La sua rinascita qui, dove tutto ha avuto origine, è un po’ come chiudere e riaprire allo stesso tempo un cerchio: da un lato il ricordo, dall’altro una nuova energia che guarda al futuro. È un’emozione che intreccia dimensione professionale e personale, memoria e responsabilità.

Mentre lavora a questo Premio, che quest’anno si sostanzia con la mostra Erratica, le capita di ritrovare un po’ del modo di pensare o di vedere il mondo di suo padre?
Sì, spesso. Non tanto in cose esplicite, quanto in un modo di intendere l’arte come spazio di relazione e di servizio alla comunità. Mio padre aveva un senso molto forte del ruolo pubblico della cultura: per lui un progetto espositivo non era mai solo un evento, ma un’occasione per far crescere la città, per aprirla a linguaggi e visioni nuove.
Mentre lavoro al Premio Marche mi accorgo di portare dentro di me la stessa attenzione al dialogo, alla cura dei contesti, alla responsabilità di costruire ponti. È come se una parte del suo sguardo continuasse ad accompagnarmi, in modo discreto ma presente.

Oggi, come descriverebbe l’identità della mostra Erratica? E cosa pensa sia rimasto dello spirito originario con cui era nato il Premio Marche?
Erratica oggi è una piattaforma aperta che unisce ricerca, pluralità di linguaggi e attenzione al territorio. Ha un’identità mobile, come suggerisce il nome: è una mostra che attraversa, che connette, che si permette di sostare in luoghi diversi mantenendo però un nucleo riconoscibile.
Dello spirito originario è rimasta la tensione verso la qualità, la volontà di raccontare la vitalità dell’arte marchigiana nel dialogo con una scena più ampia, e soprattutto l’idea che la cultura debba essere un motore civile. Questo principio, che era alla base del Premio Marche, continua a orientare anche questa nuova fase: sostenere gli artisti, dare loro visibilità, far emergere ciò che si muove sotto la superficie del presente.

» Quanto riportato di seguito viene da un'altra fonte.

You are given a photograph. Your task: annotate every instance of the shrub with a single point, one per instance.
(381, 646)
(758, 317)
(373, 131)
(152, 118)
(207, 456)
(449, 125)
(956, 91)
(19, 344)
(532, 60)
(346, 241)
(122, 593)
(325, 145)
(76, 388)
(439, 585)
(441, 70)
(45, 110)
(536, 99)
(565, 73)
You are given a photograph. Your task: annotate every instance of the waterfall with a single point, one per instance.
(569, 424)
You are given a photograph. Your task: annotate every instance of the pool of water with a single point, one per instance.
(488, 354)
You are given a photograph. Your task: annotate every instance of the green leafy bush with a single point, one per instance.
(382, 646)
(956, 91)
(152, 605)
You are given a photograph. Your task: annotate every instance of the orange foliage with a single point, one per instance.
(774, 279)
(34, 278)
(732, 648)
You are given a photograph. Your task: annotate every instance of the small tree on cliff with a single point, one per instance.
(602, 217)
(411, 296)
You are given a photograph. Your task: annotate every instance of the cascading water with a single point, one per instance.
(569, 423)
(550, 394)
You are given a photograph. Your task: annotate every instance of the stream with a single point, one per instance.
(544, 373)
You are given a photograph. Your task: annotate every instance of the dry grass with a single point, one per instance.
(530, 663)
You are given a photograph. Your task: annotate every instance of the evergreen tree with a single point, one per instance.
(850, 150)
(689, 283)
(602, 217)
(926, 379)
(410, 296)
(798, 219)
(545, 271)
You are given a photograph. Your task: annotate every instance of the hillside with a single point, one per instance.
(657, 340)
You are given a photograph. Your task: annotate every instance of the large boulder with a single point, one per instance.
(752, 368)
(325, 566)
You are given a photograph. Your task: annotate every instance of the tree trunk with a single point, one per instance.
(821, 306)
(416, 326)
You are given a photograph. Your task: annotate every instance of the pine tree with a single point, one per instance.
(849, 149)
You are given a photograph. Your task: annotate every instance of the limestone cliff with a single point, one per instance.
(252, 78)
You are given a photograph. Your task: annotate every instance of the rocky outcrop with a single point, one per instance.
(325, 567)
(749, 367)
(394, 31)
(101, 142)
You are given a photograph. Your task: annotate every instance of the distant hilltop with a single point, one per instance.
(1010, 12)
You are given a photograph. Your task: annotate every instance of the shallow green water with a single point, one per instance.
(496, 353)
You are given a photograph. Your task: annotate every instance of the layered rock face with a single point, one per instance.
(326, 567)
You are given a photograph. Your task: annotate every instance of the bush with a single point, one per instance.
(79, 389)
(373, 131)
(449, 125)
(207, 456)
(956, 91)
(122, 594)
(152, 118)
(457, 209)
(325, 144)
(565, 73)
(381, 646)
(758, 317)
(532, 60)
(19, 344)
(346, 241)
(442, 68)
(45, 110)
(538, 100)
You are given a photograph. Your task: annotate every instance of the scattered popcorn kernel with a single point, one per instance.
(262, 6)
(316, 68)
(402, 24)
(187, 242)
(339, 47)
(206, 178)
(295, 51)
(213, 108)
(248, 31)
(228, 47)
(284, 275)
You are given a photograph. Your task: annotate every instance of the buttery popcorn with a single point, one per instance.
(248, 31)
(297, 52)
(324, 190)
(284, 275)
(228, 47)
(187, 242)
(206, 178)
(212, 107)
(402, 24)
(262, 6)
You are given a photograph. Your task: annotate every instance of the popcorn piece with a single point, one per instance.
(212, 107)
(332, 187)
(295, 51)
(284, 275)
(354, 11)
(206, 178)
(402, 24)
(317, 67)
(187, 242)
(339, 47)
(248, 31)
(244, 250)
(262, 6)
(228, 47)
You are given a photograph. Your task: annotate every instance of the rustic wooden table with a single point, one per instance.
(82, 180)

Che tipo di dialogo si crea tra la città, gli artisti e il pubblico attraverso Erratica?
Erratica crea un dialogo che, idealmente, scorre in entrambe le direzioni. Per la città è un’occasione per riattivare luoghi, per mettersi in ascolto dell’immaginario contemporaneo e per riconoscersi in nuove narrazioni. Per gli artisti è un invito a misurarsi con un territorio ricco di storia e stratificazioni, e spesso nascono connessioni inaspettate tra il loro lavoro e l’identità di Ancona.
Per il pubblico, infine, Erratica diventa un’esperienza di incontro: non soltanto con le opere, ma con le domande che esse sollevano. È uno spazio dove si può osservare, ma anche interrogarsi e partecipare; un luogo in cui la città si apre e si lascia trasformare dallo sguardo degli artisti.